Happy Girl

Be myself, enjoy the moment I live. Work hard & play hard.

又要过年了

Filed under: Uncategorized — siawchen at 9:02 pm on Monday, January 28, 2008

今天早上醒来,坐在公园的椅子上发呆,等着来载我上班的朋友,突然惊觉还有一个星期就是农历新年了。我想,这是我25年来,第一次对节日提不起劲来。回想起,去年的今天,我的心情是兴奋的。

原来,当我的心不能好好面对自己及生活时,外在的一切都没能让自己开心起来。天要下雨,就算大地需要阳光,天还是会下雨的。

一颗振奋不起来的心,想必会错过该快乐起来的佳节。

My first night here

Filed under: Uncategorized — siawchen at 4:45 am on Saturday, January 26, 2008

Yesterday was my first night to stay until 2.30am. And I come in again today, this is also my first weekend here (beside the other day when I park my car here & follow friends to go hiking).

2.30am is actually a normal go home time for me previously while i enjoyed myself in the quite & peace own sweet time. And most of the weekend was spent there, yet still feeling happy & contented.

Ya, is my time to learn to have a healthier life style :)

语言

Filed under: Uncategorized — siawchen at 10:11 am on Friday, January 25, 2008

You are…

… someone to be proud of

… someone to be thankful for

and, especially someone to love

You are everything special a person could be

and you are loved for everything you are!

Thanks for being a special part of my life :)

那天收到瑞丽的e-card,写的就是上面的几句话。不知怎么了,它真的深深触动了我的心。回想起自己那么多年来的说话方式,也许已对他人造成伤害。言语是人类最熟悉,最常用的沟通管道,但愿我能好好学会正确的运用方式。

I’m GOOD

Filed under: Uncategorized — siawchen at 8:23 am on Thursday, January 24, 2008

Before2 My left hand 3rd finger

Before surgery on 17 Jan 2008

After1 After surgery on 18 Jan 2008

想。。想。。

Filed under: Uncategorized — siawchen at 6:54 am on Tuesday, January 15, 2008

这段时间想了好多好多,却还没能理出一个所以然

心里一直有挣扎,不断推翻以往自己一直坚持的,却一直心有不甘

一直以来支持着我的信念,一夜之间,好像就变得什么也不是了

也许是时候,好好向过往的信念道谢

感恩它一路的陪伴,造就了今天的我

从现在开始,我需要更用心去建立一套更适合我的信念

好让我可以继续活得精彩,活得开心

Flying high

Filed under: Uncategorized — siawchen at 1:22 am on Monday, January 14, 2008

当大部分人都在关心关心你飞的高不高时,

只有少部分人关心你飞的累不累。

When majority of the people are concerntrating on how high you can fly, there is only a few who cares about how tired are you when you are flying.

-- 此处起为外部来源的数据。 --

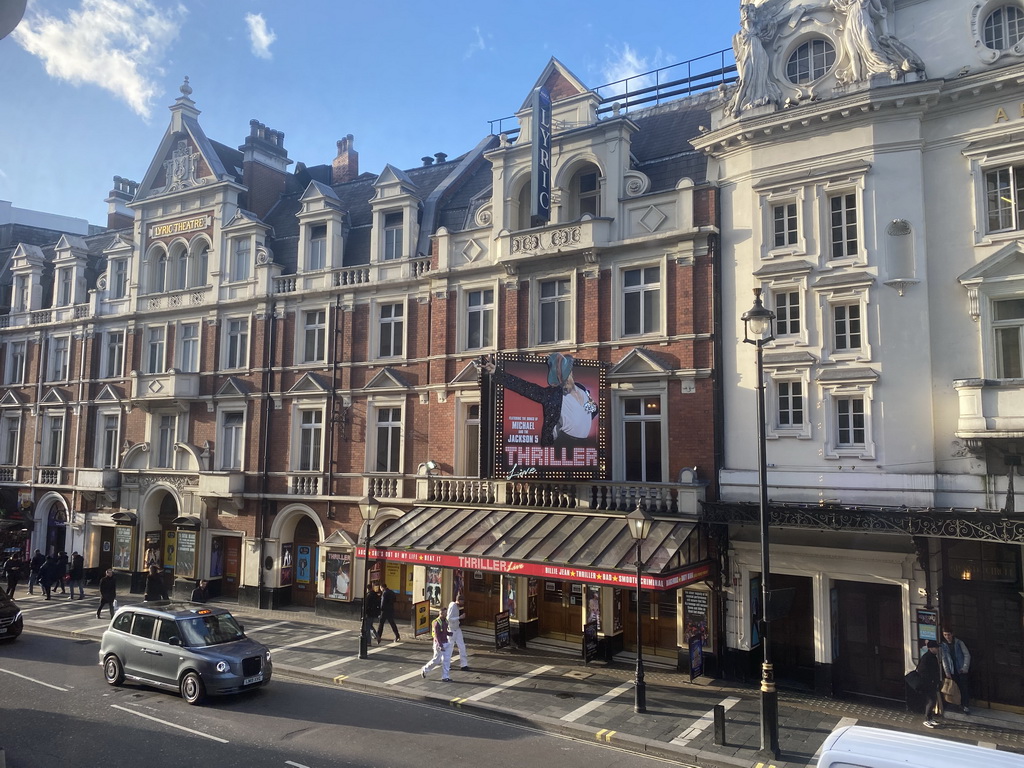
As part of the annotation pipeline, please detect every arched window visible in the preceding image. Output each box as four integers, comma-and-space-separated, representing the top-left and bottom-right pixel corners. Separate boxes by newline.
983, 5, 1024, 50
785, 38, 836, 85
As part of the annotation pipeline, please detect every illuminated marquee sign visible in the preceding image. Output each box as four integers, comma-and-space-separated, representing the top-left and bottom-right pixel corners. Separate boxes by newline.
150, 215, 213, 238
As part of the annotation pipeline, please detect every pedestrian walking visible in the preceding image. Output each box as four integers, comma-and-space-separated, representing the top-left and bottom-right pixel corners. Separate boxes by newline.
377, 584, 401, 645
29, 549, 46, 595
142, 565, 168, 602
447, 592, 469, 672
68, 552, 85, 600
3, 552, 25, 597
191, 579, 210, 603
96, 568, 118, 618
420, 613, 452, 683
918, 640, 942, 728
939, 627, 971, 715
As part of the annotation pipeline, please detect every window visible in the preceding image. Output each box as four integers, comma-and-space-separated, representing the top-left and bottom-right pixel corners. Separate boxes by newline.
227, 238, 252, 283
785, 38, 836, 85
623, 266, 662, 336
623, 395, 665, 482
828, 193, 857, 259
309, 224, 327, 270
982, 5, 1024, 50
538, 278, 571, 344
377, 304, 406, 357
0, 414, 22, 466
831, 303, 861, 352
299, 409, 324, 472
224, 317, 249, 368
772, 291, 800, 338
41, 412, 63, 467
302, 309, 327, 362
466, 288, 495, 349
96, 414, 121, 469
771, 203, 797, 248
220, 411, 245, 469
4, 341, 28, 384
145, 326, 166, 374
178, 323, 199, 374
102, 331, 125, 379
384, 211, 403, 261
47, 336, 71, 381
992, 299, 1024, 379
374, 408, 401, 472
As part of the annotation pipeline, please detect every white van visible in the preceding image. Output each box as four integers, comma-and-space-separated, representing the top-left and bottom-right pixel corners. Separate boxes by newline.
818, 725, 1024, 768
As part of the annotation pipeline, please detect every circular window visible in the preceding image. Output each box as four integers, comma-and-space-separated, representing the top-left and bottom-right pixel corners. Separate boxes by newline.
984, 5, 1024, 50
785, 38, 836, 85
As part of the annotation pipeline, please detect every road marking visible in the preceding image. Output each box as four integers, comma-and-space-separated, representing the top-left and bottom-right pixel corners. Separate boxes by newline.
671, 696, 739, 746
562, 683, 633, 723
111, 705, 228, 744
0, 669, 68, 692
270, 630, 349, 653
807, 718, 857, 768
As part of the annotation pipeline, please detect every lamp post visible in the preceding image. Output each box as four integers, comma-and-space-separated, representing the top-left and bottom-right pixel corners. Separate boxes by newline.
359, 496, 380, 658
626, 502, 653, 712
740, 288, 779, 758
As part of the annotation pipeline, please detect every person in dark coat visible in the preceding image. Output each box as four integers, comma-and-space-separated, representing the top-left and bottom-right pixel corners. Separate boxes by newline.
142, 565, 168, 602
96, 568, 118, 618
918, 640, 942, 728
377, 584, 401, 645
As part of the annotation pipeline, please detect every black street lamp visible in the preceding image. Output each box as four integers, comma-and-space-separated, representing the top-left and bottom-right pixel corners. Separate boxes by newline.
740, 288, 779, 758
359, 496, 380, 658
626, 502, 653, 712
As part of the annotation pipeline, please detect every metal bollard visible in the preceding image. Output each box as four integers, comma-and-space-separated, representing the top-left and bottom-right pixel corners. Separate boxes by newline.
715, 705, 725, 746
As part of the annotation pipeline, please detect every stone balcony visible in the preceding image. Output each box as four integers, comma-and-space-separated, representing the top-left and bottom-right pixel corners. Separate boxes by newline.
953, 379, 1024, 440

My dear friend, how are you today?

白天和黑夜

Filed under: Uncategorized — siawchen at 5:26 am on Saturday, January 12, 2008

人的一生不可能只有白天而没有黑夜.

要迎接充满朝气的白天, 我们必须渡过漫长的黑夜.

如果成长的喜悦像白天, 挫折像黑夜的话,

那么人生会因为拥有了白天和黑夜而完整.

~摘至友人的部落个~

又要放假啦

Filed under: Uncategorized — siawchen at 9:03 pm on Tuesday, January 8, 2008

记得小时候,假期是我引颈长盼的日子。而且,假都是放得很长,很久的。可以不用洗校鞋,可以不用早起去上学,还可以和表兄妹们玩得很开心。

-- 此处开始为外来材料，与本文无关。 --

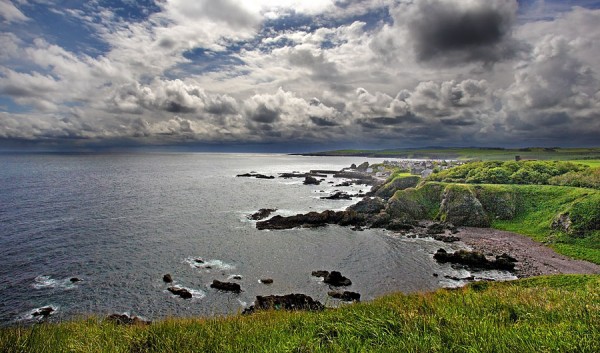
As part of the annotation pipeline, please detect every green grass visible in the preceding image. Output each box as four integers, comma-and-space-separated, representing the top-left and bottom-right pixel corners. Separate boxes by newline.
0, 275, 600, 353
490, 185, 600, 264
311, 147, 600, 161
570, 159, 600, 168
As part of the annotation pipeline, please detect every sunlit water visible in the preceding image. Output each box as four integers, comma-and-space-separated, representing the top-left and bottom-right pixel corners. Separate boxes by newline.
0, 153, 505, 325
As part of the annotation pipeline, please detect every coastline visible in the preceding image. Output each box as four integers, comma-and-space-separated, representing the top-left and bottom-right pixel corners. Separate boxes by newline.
458, 227, 600, 278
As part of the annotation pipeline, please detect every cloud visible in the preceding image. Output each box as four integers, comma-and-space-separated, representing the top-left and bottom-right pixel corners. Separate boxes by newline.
0, 0, 29, 23
394, 0, 522, 65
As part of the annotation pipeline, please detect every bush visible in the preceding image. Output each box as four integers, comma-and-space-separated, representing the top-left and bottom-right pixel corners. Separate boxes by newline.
428, 161, 600, 188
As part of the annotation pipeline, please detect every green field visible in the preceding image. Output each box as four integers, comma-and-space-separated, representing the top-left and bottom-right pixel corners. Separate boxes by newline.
310, 147, 600, 161
0, 275, 600, 353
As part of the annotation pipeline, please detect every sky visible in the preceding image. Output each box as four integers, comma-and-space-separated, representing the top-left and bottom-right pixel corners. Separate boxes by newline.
0, 0, 600, 151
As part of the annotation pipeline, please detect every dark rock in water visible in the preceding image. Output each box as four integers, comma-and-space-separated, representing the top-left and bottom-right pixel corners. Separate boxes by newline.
243, 294, 325, 314
31, 306, 54, 317
311, 270, 329, 277
496, 253, 519, 262
348, 197, 385, 214
256, 211, 344, 230
552, 212, 573, 233
167, 287, 192, 299
385, 220, 414, 231
304, 175, 321, 185
248, 208, 277, 221
427, 223, 446, 234
321, 191, 352, 200
371, 176, 421, 200
356, 162, 369, 171
323, 271, 352, 287
279, 172, 308, 179
439, 184, 490, 228
210, 279, 242, 293
106, 314, 152, 325
433, 234, 460, 243
236, 173, 275, 179
327, 291, 360, 302
433, 249, 515, 271
444, 275, 475, 281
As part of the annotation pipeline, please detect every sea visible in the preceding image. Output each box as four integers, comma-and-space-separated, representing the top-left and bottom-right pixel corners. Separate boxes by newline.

到了读大学的时候,更是喜欢那考完试后的假期。可以回家乡看看爸爸妈妈,又或者是赶着一场接一场的活动。活动忙完后,也就到了该开学的时候了。

长大工作以后,很爱在假日时回公司工作。少了平日的人潮,办公司内剩下的就只是宁静。可以开着自己喜欢的音乐,喝着热巧克力,很写意的做着手头上的工作,是一级享受吧。偶尔,老板还会突然出现在身后,把你吓个措手不及,好怀念哦。。。

现在,我想我是更珍惜那得来不易的假日了,虽然就只是区区地那么一天 =)) 可以好好的赖在家,看看书,听听歌,让自己空着,闲着,呵! 生命可以很美好,懂吗?

The Pianist - 钢琴师

Filed under: Uncategorized — siawchen at 8:41 pm on Tuesday, January 8, 2008

听说  我们家

那天来了一位  教钢琴的

他有兴趣  要住进来

哦  好开心

我就对大哥说  不管怎样

一定要把他给弄进来  哈

OVER

Filed under: Uncategorized — siawchen at 5:20 am on Sunday, January 6, 2008

I want this to be over. I am telling myself to step out from this. I don’t wish to waste my inner energy & time over this, not anymore!